How can you build a human-centered business, if your business approach is still defined from a business perspective? It is time to replace your minimum viable product (MVP) with a minimum value add (MVA).
Interestingly, "Eric Ries, defined an MVP as that version of a new product which allows a team to collect the maximum amount of validated learning about customers with the least effort", which sounds a lot like Agile thinking (not suprising as this quote comes from the Agile Aliance website).
Yet, the definition and application of an MVP most of us are used to, says "A minimum viable product, or MVP, is a product with enough features to attract early-adopter customers and validate a product idea early in the product development cycle."
This approach keeps adding features until it "works" or it is "validated". So this approach isn't really sure about their value? It somehow believes that their "value" is achieved when an unknown numbers of features are built?

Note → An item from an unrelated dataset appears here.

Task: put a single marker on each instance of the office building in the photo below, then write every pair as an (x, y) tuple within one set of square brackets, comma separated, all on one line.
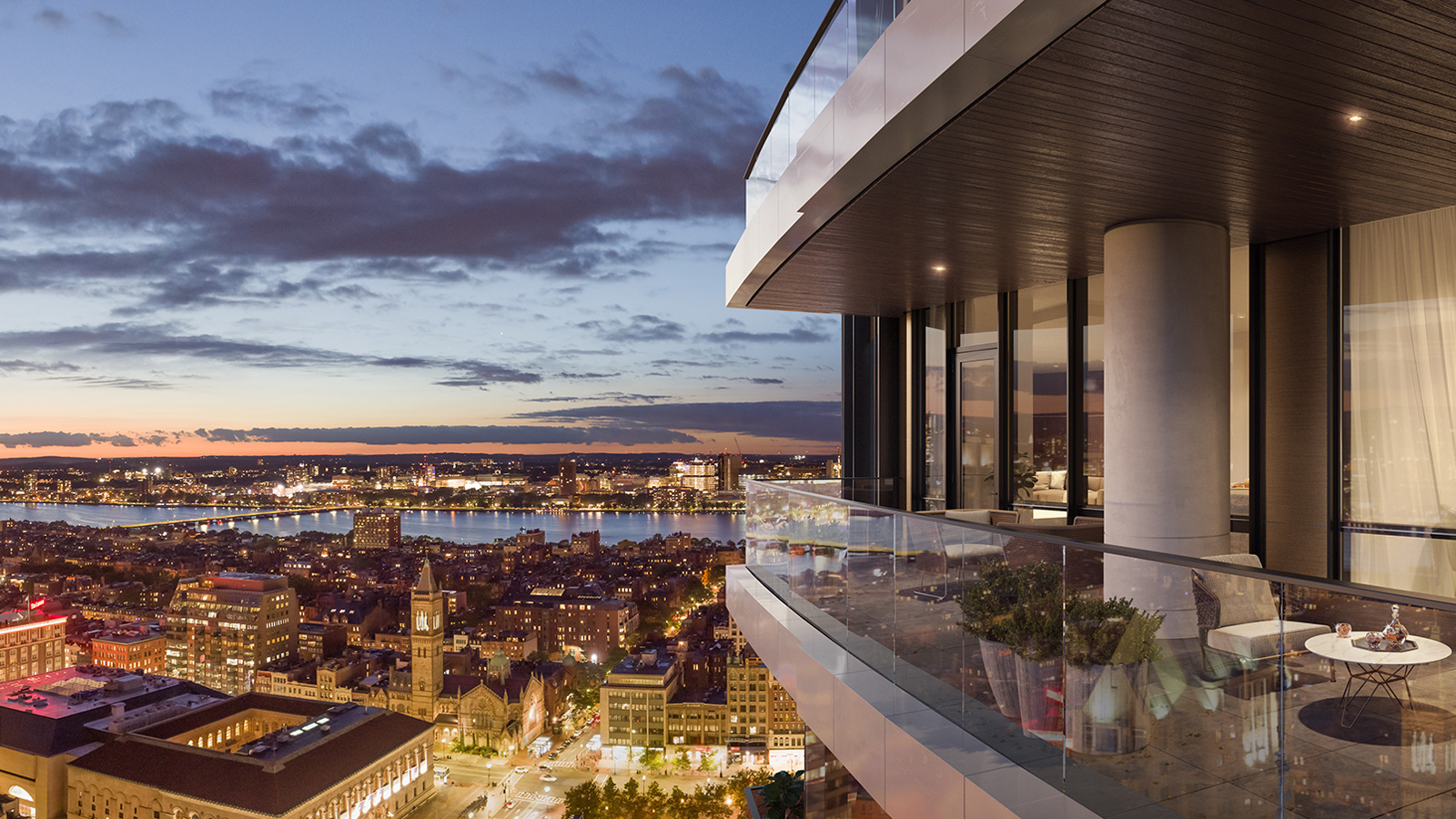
[(50, 719), (259, 755), (376, 530), (223, 627), (728, 467), (633, 704), (696, 474), (142, 647), (567, 477), (31, 643), (761, 712), (572, 620), (1167, 274)]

Features constitute their value, and therefore it is no wonder that their product's targets are set by features launched and hoping it pushes the needle on signups and usage. An increase in signups and usage should theoretically result in an increase of money flowing in and therefore validates the unknown "value".
This sounds a lot like investors' money that flow in (because they believe you have potential), until it suddenly stops.
How would a business and its processes look like if we put people (potential users/customers) at the center of the complete business' thinking? That would mean that not only should support put people's success as their marker for success, but also business, design, development, product & marketing.
Yes, you might have noticed that design (UI/UX) is still on the wrong side of the line. If you don't understand why, then you haven't realised point 7 yet. Look at all six realisations again and start with "There is Opportunity".
In context of the "problem" you are trying to solve, have you asked yourself "Why is this a problem?" Have you considered why do people want to solve this problem? What value they receive from solving this "problem" and does this "value" correlate with the "value they need"? But more importantly, "Is this value sustainable?" If it isn't, neither is your business.
Start with the value and ask yourself: "What is the minimum value I can add?" in order to test your startup's business hypothesis for product value.